Difficulté transfusionnelle
L’existence d’un groupe sanguin aussi rare pose un défi médical majeur : garantir la sécurité des transfusions en cas d’urgence. Or, la patiente a déjà développé un anticorps contre l’antigène Gwada, ce qui signifie qu’une transfusion classique (qui serait alors réalisée avec du sang de donneurs Gwada positif) pourrait déclencher une réaction immunitaire dont la gravité est difficilement prévisible. En dehors de l’espoir de trouver des frères et sœurs compatibles (ce qui ne fut pas le cas ici), les seules solutions sont, en dehors de l’urgence, l’autotransfusion (prélèvement du propre sang de la patiente en vue d’une intervention programmée) ou des dons classiques réguliers qui feraient alors l’objet d’une congélation au sein de la banque nationale de sang rare.
« Il est ainsi possible pour les personnes porteuses d’un groupe sanguin rare de recourir à un stock de globules rouges prélevés et congelés à -80 °C qui peuvent être conservés durant 30 ans. Mais en cas d’épuisement du stock ou d’urgence vitale, il faudrait transfuser une poche « la moins incompatible possible », avec un traitement médicamenteux adjuvant« , détaille Thierry Peyrard. C’est dans cette optique qu’un dépistage de ce groupe rare va être prochainement engagé, en ciblant d’abord les proches de la patiente, puis les donneurs guadeloupéens aux Antilles et ceux installés dans l’Hexagone. L’objectif est de constituer un registre de donneurs compatibles, en intégrant leurs profils au sein du fichier national et international des donneurs de sang rare.
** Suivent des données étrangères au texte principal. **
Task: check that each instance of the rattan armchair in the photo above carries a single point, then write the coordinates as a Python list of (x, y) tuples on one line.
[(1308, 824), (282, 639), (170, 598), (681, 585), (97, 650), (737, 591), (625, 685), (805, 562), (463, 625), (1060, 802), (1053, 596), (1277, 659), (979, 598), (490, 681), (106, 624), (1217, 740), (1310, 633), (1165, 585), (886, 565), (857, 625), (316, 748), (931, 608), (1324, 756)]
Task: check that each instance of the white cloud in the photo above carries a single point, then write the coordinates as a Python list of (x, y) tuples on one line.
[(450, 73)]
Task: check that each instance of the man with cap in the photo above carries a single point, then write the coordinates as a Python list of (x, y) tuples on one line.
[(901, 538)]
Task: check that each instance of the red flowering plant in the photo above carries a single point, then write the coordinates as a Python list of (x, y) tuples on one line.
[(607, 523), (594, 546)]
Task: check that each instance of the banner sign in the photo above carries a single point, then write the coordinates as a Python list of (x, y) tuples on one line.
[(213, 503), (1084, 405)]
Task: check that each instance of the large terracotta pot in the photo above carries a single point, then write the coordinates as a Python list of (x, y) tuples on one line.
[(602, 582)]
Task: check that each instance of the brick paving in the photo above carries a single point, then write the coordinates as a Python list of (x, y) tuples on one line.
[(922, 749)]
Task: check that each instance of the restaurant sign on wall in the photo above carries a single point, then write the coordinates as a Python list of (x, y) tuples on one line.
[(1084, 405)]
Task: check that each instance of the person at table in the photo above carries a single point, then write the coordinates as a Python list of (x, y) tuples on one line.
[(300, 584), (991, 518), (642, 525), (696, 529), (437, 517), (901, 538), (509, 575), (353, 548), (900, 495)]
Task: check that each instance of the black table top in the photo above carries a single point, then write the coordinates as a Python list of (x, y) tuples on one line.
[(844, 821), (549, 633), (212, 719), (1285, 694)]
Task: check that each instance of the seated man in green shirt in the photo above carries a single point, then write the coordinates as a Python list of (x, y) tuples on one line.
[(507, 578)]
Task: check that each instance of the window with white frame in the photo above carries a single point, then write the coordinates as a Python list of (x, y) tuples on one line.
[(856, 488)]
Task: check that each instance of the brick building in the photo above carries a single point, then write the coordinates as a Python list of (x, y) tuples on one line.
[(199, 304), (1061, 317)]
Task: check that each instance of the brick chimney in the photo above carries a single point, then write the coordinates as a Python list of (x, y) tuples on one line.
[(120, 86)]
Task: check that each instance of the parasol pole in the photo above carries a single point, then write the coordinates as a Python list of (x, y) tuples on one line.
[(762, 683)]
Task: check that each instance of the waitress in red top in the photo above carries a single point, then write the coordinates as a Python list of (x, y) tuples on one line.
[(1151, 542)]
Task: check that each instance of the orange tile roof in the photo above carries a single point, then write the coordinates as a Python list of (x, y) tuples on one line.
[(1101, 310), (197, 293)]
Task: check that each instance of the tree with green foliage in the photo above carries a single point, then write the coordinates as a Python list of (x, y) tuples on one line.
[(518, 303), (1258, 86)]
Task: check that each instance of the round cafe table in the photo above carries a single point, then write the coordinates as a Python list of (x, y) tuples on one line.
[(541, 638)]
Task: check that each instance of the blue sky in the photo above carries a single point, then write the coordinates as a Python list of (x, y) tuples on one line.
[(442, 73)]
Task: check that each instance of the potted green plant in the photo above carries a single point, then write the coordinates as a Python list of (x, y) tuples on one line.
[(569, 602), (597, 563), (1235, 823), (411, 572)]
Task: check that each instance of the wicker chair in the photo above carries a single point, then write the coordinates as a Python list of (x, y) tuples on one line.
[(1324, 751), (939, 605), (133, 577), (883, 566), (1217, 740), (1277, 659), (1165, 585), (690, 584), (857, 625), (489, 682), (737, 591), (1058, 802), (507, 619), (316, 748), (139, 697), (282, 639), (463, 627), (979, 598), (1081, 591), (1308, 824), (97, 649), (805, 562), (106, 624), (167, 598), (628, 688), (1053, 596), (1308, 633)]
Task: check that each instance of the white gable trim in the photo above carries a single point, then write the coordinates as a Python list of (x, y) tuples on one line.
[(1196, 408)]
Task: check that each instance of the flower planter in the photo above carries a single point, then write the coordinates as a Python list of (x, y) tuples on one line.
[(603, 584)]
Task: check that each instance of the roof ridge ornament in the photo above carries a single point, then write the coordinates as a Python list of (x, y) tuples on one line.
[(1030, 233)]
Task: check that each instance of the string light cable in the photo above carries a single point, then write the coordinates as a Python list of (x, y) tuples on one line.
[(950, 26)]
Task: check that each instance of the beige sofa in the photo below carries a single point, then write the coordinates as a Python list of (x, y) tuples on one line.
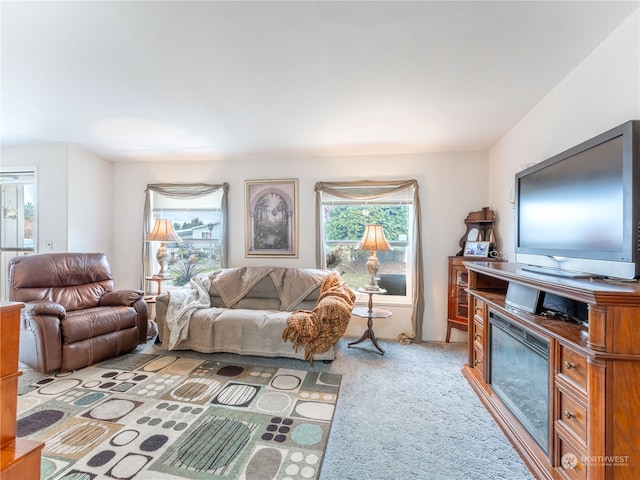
[(245, 311)]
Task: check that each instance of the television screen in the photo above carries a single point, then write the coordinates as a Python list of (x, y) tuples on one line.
[(578, 212), (575, 205)]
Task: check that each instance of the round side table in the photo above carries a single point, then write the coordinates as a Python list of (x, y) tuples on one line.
[(370, 313)]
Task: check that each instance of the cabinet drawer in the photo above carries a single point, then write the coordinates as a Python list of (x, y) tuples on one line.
[(573, 367), (570, 461), (478, 309), (572, 415), (478, 335), (478, 358)]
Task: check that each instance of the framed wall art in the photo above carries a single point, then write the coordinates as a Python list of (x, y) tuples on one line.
[(476, 249), (271, 218)]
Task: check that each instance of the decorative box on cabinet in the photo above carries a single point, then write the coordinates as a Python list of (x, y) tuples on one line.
[(594, 370), (19, 458)]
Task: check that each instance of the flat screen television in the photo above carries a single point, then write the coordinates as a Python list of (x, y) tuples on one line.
[(578, 212)]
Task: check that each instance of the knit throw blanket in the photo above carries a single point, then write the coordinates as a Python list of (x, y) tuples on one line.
[(319, 329)]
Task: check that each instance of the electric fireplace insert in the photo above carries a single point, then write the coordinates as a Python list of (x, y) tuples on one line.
[(519, 374)]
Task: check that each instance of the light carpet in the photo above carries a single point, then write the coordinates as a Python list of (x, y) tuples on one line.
[(408, 414), (155, 416)]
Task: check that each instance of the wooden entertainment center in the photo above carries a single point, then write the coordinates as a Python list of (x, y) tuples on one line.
[(593, 408), (19, 458)]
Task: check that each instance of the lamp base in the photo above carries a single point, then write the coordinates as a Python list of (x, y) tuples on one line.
[(162, 275)]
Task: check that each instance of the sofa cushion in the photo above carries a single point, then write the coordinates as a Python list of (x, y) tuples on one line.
[(259, 303), (92, 322)]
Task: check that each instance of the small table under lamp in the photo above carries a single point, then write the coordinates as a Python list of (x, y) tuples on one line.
[(162, 232), (374, 241)]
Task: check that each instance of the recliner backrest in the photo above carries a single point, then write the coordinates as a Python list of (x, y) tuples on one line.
[(74, 280)]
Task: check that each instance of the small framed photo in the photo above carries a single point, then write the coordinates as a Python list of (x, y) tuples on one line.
[(476, 249), (271, 218)]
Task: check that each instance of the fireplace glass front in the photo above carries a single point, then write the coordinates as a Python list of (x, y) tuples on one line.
[(519, 374)]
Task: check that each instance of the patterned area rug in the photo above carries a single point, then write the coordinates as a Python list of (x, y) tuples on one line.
[(157, 417)]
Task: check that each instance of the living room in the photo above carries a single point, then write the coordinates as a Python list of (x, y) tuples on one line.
[(90, 202), (597, 94)]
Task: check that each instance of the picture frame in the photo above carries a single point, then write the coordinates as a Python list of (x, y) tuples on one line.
[(271, 218), (476, 249)]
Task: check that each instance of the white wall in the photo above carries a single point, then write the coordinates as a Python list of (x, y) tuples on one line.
[(451, 185), (90, 209), (601, 93)]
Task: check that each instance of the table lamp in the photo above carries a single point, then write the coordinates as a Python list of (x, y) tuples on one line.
[(162, 232), (374, 241)]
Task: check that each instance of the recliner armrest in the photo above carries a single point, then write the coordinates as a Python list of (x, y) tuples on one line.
[(120, 297), (45, 307)]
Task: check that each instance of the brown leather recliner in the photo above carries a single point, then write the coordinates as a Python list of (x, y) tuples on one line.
[(73, 316)]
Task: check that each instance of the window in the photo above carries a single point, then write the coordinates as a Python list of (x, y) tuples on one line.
[(198, 214), (344, 208), (344, 224), (17, 217)]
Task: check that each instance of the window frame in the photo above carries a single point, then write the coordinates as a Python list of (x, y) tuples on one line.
[(184, 192), (369, 191)]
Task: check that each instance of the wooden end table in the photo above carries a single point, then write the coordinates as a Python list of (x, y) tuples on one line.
[(370, 313)]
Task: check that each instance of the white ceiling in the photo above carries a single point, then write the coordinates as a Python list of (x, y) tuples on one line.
[(200, 80)]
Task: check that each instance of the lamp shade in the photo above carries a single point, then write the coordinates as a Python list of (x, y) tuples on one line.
[(373, 239), (163, 232)]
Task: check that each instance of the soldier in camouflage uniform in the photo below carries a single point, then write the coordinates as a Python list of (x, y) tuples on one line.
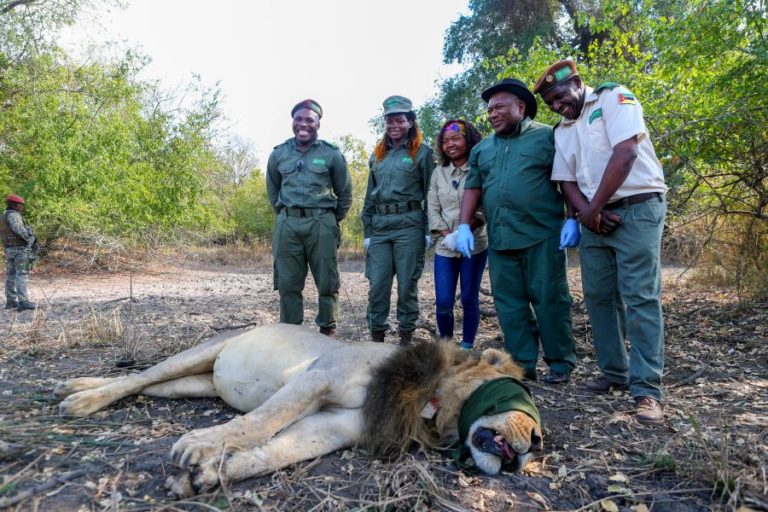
[(310, 188), (395, 221), (17, 239)]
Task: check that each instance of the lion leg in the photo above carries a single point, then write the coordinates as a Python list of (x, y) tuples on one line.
[(197, 360), (300, 397), (72, 386), (191, 386), (316, 435)]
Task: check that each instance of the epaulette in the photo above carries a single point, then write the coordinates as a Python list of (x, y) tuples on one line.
[(606, 86), (331, 144)]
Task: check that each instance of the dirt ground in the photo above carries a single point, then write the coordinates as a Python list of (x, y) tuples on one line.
[(711, 454)]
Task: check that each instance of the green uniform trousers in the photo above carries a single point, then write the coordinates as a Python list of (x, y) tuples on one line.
[(300, 241), (621, 276), (16, 274), (535, 279), (397, 248)]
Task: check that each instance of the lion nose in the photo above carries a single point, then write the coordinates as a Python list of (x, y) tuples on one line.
[(537, 443)]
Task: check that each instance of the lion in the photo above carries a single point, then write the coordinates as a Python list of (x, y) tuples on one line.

Un nouveau système de groupe
Le 31 mai 2025, les résultats de cette longue enquête ont été présentés lors du congrès mondial de l’International Society of Blood Transfusion (ISBT) à Milan. Les chercheurs de l’EFS y ont vu officialiser la découverte du 48ème système de groupe sanguin qui porte le nom du gène impliqué, PIGZ, et comportant à ce jour un seul antigène, Gwada. « Ce n’est pas simplement une curiosité scientifique que de présenter un groupe sanguin rare. Pour les personnes concernées, cela peut devenir un sujet d’angoisse réelle pour leur prise en charge médicale, en cas d’hémorragie ou de grossesse« , souligne Thierry Peyrard. L’accompagnement psychologique et la sensibilisation de certaines communautés à la question des dépistages ciblés font désormais partie intégrante de la stratégie de l’EFS, afin de trouver le plus grand nombre de donneurs de sang rare et ainsi assurer la sécurité transfusionnelle de tous les patients.
Cette découverte souligne aussi que les systèmes ABO et Rh (anciennement Rhésus), bien connus du grand public, ne reflète qu’une fraction de la complexité du sang humain. On dénombre aujourd’hui près de 400 antigènes, qui sont organisés au sein de ces 48 systèmes. « Depuis 2012, 17 nouveaux systèmes ont été reconnus« , ajoute le chercheur. Parmi eux, 10 ont été identifiés par les équipes de l’EFS, qui sont particulièrement à la pointe de la recherche sur ce sujet.
Environ 200 groupes sanguins différents sont qualifiés de « rares » chez l’Homme. En France, on estime à 1 million le nombre de personnes porteuses d’un groupe sanguin rare, mais seules environ 20.000 sont connues, soit la partie très émergée de l’iceberg ! Pour assurer leur sécurité et pour que la recherche se poursuive, chaque don de sang peut se révéler d’une importance capitale. Aussi, à l’approche des vacances d’été, l’EFS est plus que jamais mobilisé dans ses différentes Maisons du Don et lors de collectes mobiles pour accueillir les donneurs.